In one embodiment, the deep deterministic policy gradient algorithm includes an actor current network and an actor target network,

updating the operator network parameters in the deterministic strategy through a depth deterministic strategy gradient algorithm to obtain an optimal operator network, wherein the method comprises the following steps:

updating initial operator network parameters in the certainty strategy through the operator current network, selecting a current action according to a current state to interact with a current environment, generating a next step state, and transmitting the next step state to an experience playback pool;

acquiring the next step state in the experience playback pool through the operator target network, selecting an optimal next action according to the next step state, and calculating target operator network parameters;

and determining the latest actor network parameters through the actor target network according to the initial actor network parameters, the target actor network parameters and the inertia updating rate, and updating the target actor network parameters through the latest actor network parameters to obtain the optimal actor network.

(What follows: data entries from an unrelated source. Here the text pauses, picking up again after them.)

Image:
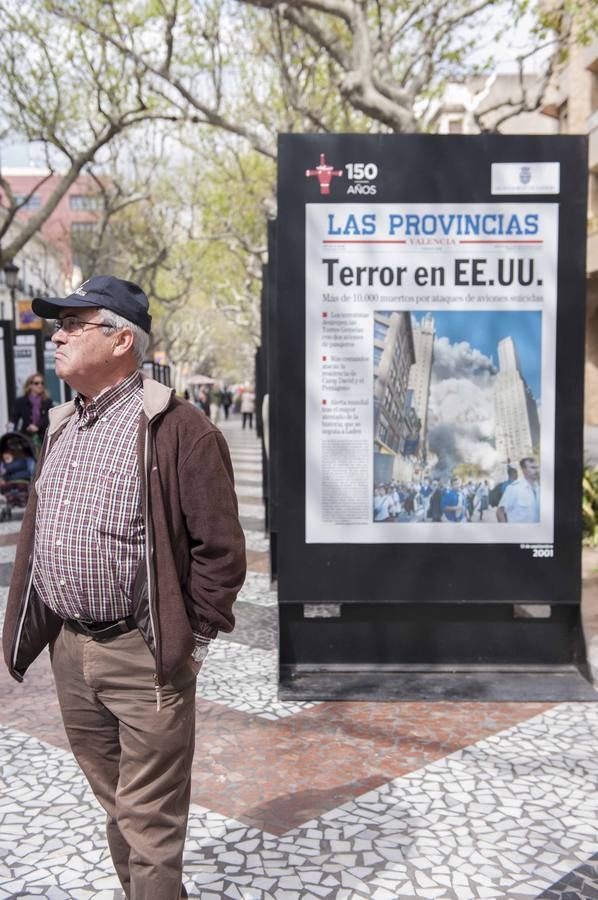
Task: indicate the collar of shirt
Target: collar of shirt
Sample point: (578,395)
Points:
(106,401)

The depth deterministic policy gradient algorithm comprises a critic current network and a critic target network,

updating the criticic network parameters in the action value function through a depth certainty strategy gradient algorithm to obtain an optimal criticic network, wherein the method comprises the following steps:

updating initial critic network parameters in the action value function through the critic current network, calculating a function value of the current action, and constructing a to-be-processed action value function according to the function value of the current action;

estimating the to-be-processed action value function through the critic target network to obtain target critic network parameters;

and determining the latest critic network parameters through the critic target network according to the initial critic network parameters, the target critic network parameters and the inertia updating rate, and updating the target critic network parameters through the latest critic network parameters to obtain the optimal critic network.

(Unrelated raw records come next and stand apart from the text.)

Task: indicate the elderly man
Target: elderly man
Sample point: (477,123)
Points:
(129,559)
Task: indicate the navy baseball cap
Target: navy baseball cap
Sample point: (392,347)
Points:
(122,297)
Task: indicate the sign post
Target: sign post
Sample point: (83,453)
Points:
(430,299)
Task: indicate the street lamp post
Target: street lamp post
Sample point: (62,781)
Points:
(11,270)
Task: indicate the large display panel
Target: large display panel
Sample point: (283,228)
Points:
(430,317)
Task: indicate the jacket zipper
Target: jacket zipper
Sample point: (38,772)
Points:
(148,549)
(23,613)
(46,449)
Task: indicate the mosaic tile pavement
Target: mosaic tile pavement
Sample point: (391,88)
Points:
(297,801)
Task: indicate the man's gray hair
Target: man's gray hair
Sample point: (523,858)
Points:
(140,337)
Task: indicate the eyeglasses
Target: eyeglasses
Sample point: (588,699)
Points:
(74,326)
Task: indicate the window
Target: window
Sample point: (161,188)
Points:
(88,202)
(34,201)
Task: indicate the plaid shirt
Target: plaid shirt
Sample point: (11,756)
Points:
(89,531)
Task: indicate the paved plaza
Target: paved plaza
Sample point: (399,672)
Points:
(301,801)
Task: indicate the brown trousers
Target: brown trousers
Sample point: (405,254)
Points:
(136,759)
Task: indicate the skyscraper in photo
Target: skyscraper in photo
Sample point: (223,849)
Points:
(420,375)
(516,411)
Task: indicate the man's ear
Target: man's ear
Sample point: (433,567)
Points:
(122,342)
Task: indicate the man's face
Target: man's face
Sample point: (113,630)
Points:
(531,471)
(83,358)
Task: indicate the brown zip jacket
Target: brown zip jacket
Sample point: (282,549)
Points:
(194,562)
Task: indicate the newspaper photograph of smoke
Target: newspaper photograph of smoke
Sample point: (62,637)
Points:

The actor network includes a first input layer and a first intermediate fully-connected layer,

training an actor network based on the observed quantity data, and outputting a deterministic strategy, wherein the method comprises the following steps:

determining the observation data as input data for the first input layer;

processing the observed quantity data through the first middle full-connection layer, outputting a rudder deflection angle action, and determining the rudder deflection angle action as the certainty strategy;

the first input layer is an input layer of one layer of 9 neurons, and the first middle full-connection layer is a full-connection layer of two layers of 49 neurons.

The criticc network includes a second input layer, a second intermediate fully-connected layer and a third intermediate fully-connected layer,

training a criticc network based on the observed quantity data and the agent action data, and outputting an action value function, wherein the action value function comprises:

determining the observation data and the agent motion data as input data of the second input layer;

processing the observed quantity data through the second middle full-connection layer to obtain first data to be processed;

processing the intelligent agent action data through the third middle full connection layer to obtain second data to be processed;

summing the first data to be processed and the second data to be processed to obtain target data, processing the target data through the third middle full-link layer, and outputting the action value function;

the second input layer is an input layer of 10 neurons, the second middle full-connection layer is a full-connection layer of 49 neurons, and the third middle full-connection layer is a full-connection layer of 49 neurons.

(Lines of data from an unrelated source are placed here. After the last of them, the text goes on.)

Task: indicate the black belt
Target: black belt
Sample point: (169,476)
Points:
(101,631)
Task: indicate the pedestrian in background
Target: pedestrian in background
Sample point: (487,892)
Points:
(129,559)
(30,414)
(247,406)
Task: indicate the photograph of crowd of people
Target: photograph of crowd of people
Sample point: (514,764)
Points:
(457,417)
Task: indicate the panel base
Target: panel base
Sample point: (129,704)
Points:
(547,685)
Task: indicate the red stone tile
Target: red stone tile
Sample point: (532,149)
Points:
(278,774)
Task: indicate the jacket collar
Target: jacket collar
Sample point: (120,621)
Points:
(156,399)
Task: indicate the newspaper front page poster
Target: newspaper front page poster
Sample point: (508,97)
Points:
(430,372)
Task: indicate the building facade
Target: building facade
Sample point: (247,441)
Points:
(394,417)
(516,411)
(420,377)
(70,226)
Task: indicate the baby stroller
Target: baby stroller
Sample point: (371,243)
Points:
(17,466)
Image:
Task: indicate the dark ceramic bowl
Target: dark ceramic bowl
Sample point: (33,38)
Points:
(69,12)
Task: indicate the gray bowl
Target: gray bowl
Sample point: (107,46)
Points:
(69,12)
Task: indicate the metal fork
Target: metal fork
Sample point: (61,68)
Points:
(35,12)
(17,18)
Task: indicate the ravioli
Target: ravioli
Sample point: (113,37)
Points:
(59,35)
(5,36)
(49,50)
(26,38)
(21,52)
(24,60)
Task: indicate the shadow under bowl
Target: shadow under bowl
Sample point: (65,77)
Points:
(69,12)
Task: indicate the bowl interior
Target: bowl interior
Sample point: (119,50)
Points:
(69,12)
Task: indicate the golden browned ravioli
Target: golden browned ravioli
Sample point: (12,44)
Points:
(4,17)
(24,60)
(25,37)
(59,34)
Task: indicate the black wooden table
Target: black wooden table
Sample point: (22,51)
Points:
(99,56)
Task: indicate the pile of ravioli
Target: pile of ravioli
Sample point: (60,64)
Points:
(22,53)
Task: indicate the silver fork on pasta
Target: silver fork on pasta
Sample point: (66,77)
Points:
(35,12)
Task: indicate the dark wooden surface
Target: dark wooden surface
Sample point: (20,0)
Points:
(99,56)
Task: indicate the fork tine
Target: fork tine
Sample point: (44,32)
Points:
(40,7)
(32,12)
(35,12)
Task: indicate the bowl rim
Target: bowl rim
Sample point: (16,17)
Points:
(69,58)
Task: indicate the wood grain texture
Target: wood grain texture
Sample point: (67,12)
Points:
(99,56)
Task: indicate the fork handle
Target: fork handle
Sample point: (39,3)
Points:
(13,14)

The method for determining the observed quantity data and the intelligent agent action data of the aircraft according to the model parameters in the aircraft model comprises the following steps:

determining preset frame data of actual overload and instruction deviation, pitch angle speed and pseudo attack angle in the model parameters as the observed quantity data by taking the step length as a period;

and determining the pitching rudder deflection angle in the model parameters as the intelligent body action data.

Before determining observed quantity data and intelligent agent action data of the aircraft according to model parameters in the aircraft model, the method further comprises the following steps:

determining a transfer function from the normal overload to the pitch rudder deflection angle through the combination of transfer functions and the normal overload, the pitch rudder deflection angle and characteristic parameters of the aircraft;

determining a transfer function from the pitch angle speed to the pitch rudder deflection angle through the combination of the transfer functions and the pitch angle speed, the pitch rudder deflection angle and the characteristic parameters of the aircraft;

determining a transfer function from the attack angle to the pitching rudder deflection angle through the combination of the transfer functions and the attack angle, the pitching rudder deflection angle and the characteristic parameters of the aircraft;

and constructing the aircraft model according to a transfer function from normal overload to pitching rudder deflection angle, a transfer function from pitch angle speed to pitching rudder deflection angle and a transfer function from attack angle to pitching rudder deflection angle.

In a second aspect, the present application also provides an aircraft control device comprising:

the determining module is used for determining observed quantity data and intelligent agent action data of the aircraft according to model parameters in the aircraft model;

the training module is used for training an actor network and a critic network based on the observed quantity data or/and the intelligent agent action data and outputting a deterministic strategy and an action value function;

the updating module is used for updating the operator network parameters in the deterministic strategy and the criticic network parameters in the action value function through a depth deterministic strategy gradient algorithm to obtain an optimal operator network and an optimal criticic network;

and the control module is used for constructing an online controller based on the optimal actor network and the optimal critic network and controlling the aircraft through the online controller.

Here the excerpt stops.